If you believe Jodi Kantor and David Streitfeld of the New York Times, we’re talking about a Darwinian sweatshop where employees compete against each other, Hunger Games style. Let me add a little context. I don’t know about Jodi Kantor, but in his past writings, Streitfeld has come across at times as a spokesman for the legacy publishing establishment, so often Amazon’s enemy. Perhaps some technophobia and an old-boy network are at work here.
But if you read comments that self-identified Amazon alumni shared with Times readers, Kantor and Streitfeld could in fact be on to something in this case.
“I worked at Amazon for 18 months in the Web Services division a few years ago,” one ex-employee wrote in. “It was hands down the single more miserable experience of my life (including friends dying and a parent getting cancer). The tenure in my area was nowhere near 1 year, likely closer to 6 months. I worked 7 days a week on a few hours of sleep a night with a 1 year old child at home. It almost ruined my marriage, and I still…wake up to nightmares of that place.”
What’s more, did the Kantor and Streitfeld concoct stories of vicious discrimination against the sick and the pregnant? And did they invent tales of Amazon pushing employees to report each other’s failings to their bosses? Complete with a how-to example? “I felt concerned about his inflexibility and openly complaining about minor tasks”? Or did the Times make up tales of men weeping in their offices after brutal conferences?
Furthermore, doesn’t the Kantor-Streitfeld piece jibe with past articles on Amazon’s brutal warehouse conditions at the time? Remember?

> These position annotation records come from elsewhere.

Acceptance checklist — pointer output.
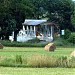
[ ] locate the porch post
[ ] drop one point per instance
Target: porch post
(34, 31)
(31, 30)
(23, 28)
(51, 32)
(27, 30)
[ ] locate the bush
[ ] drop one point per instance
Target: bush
(71, 38)
(67, 34)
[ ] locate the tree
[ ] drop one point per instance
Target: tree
(12, 15)
(60, 11)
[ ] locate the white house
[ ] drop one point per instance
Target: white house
(40, 29)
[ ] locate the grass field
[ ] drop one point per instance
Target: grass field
(36, 71)
(27, 52)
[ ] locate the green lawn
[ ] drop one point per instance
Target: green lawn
(36, 71)
(27, 51)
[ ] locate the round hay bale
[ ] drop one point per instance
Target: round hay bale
(72, 54)
(50, 47)
(1, 46)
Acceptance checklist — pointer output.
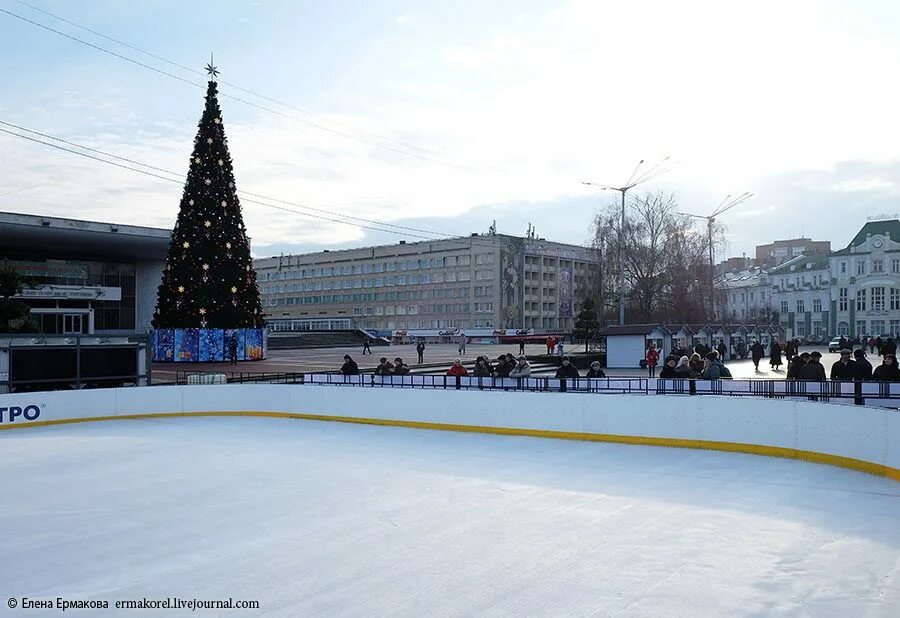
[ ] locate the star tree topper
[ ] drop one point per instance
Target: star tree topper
(211, 70)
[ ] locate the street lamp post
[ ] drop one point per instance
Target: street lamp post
(634, 181)
(726, 204)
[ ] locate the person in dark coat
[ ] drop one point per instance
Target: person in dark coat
(567, 369)
(400, 368)
(796, 363)
(668, 370)
(845, 368)
(789, 351)
(812, 369)
(349, 368)
(420, 350)
(775, 354)
(887, 371)
(863, 367)
(757, 351)
(232, 349)
(595, 371)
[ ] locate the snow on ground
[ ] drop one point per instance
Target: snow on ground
(323, 518)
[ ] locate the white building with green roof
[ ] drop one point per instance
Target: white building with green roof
(865, 278)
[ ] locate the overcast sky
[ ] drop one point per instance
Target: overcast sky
(446, 115)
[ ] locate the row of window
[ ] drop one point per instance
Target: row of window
(369, 297)
(877, 266)
(411, 309)
(359, 269)
(378, 282)
(874, 297)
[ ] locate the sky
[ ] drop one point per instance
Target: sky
(445, 116)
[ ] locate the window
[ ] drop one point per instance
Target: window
(878, 299)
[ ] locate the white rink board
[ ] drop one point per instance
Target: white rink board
(864, 433)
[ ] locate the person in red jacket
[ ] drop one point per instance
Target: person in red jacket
(456, 369)
(652, 359)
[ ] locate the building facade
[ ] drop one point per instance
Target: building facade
(85, 277)
(781, 251)
(865, 296)
(474, 282)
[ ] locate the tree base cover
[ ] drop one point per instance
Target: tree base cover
(207, 345)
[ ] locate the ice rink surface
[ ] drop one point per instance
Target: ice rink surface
(317, 518)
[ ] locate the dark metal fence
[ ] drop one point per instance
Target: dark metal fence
(885, 394)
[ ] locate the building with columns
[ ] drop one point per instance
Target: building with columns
(865, 291)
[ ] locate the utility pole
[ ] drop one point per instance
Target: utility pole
(635, 180)
(726, 204)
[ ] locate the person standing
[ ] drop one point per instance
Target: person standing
(420, 350)
(232, 349)
(775, 354)
(887, 371)
(863, 367)
(652, 359)
(812, 370)
(845, 368)
(349, 368)
(756, 353)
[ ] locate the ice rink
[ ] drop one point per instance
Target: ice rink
(313, 518)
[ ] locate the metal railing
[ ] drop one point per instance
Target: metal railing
(884, 394)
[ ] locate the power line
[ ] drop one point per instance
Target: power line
(239, 99)
(409, 233)
(230, 84)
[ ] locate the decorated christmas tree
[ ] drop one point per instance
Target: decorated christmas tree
(209, 281)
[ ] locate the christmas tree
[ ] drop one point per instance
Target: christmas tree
(209, 281)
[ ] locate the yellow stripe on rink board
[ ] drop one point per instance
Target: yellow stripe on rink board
(733, 447)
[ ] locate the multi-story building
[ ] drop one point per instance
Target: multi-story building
(801, 293)
(747, 295)
(780, 251)
(865, 295)
(479, 281)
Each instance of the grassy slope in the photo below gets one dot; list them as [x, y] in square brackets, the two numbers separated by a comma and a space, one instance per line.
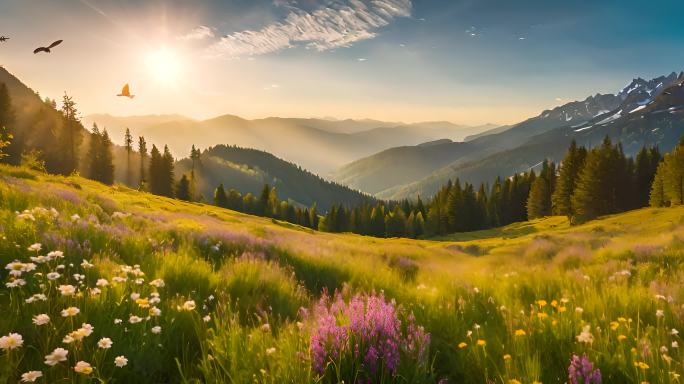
[437, 280]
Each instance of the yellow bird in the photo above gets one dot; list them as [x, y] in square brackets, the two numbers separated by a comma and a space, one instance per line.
[126, 92]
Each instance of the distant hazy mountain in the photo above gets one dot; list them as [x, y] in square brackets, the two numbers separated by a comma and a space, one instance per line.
[388, 172]
[247, 170]
[648, 113]
[400, 165]
[318, 145]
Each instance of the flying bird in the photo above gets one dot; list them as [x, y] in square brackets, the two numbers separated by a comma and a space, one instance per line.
[47, 49]
[126, 92]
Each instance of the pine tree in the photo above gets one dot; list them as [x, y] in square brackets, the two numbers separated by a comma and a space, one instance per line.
[106, 159]
[395, 223]
[673, 178]
[539, 202]
[570, 168]
[94, 154]
[235, 200]
[142, 150]
[71, 136]
[220, 198]
[264, 198]
[128, 145]
[167, 173]
[183, 189]
[313, 216]
[657, 196]
[600, 189]
[456, 209]
[11, 143]
[195, 158]
[155, 171]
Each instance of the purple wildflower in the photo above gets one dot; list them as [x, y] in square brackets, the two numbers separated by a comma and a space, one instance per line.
[366, 331]
[581, 371]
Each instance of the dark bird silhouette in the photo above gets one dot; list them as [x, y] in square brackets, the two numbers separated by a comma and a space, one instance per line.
[47, 49]
[126, 92]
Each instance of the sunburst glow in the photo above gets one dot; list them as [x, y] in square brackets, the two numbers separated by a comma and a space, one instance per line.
[164, 65]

Ambulances ready to take away workers overcome by heat exhaustion? How Upton Sinclair could have writen that one up! In some ways could Amazon actually be not just The Hunger Games, but also The Jungle.
Certainly the current feature in the Times fits in with my concerns over the Big Business favoritism that has weakened anti-trust enforcement in recent years. Amazon’s defenders insist that the company earned its place at the head of the e-book pack without breaking any laws. Maybe. But could this not be the problem—the fact that in the United States of today, we’re in dire need of laws and court rulings friendlier to employees, unions, and small businesses? Who knows? Perhaps the negative vibrations from the New York Times coverage can even create a little more leverage for those of us pushing to make the e-book business less Amazon-controlled.
No dogma here. I’m a capitalist and do see a place for large corporations, and I’ll continue to admire Amazon’s better sides and Jeff’s Bezo’s passion for innovation. Ideally, however, the Kantor-Streitfeld article will encourage him to rethink his company’s policies and practices toward “Amabots.”
Long term, what’s ahead? Amazon wants to fill the sky with drones to deliver merchandise. So much for delivery jobs? And those oh-so-helpful Amazon customer service reps on the phone—could they eventually be replaced with a mix of sophisticated AI and advanced voice recognition? Might AI even kill off some jobs of Ph.D.’s working for Jeff in R&D. Not to mention the jobs of thousands of white-collar Amabots writing nasty memos against each other? More jobs gone. Will all this be the real end to the Hunger Games said to exist at Amazon? Next to no humans left to play them?
The Obama angle: The President has lauded Amazon as a jobs creator. If the Times and certain other news organizations are right, however, might the real issue be, “What kinds of jobs? And what kinds of treatment of the people in them?”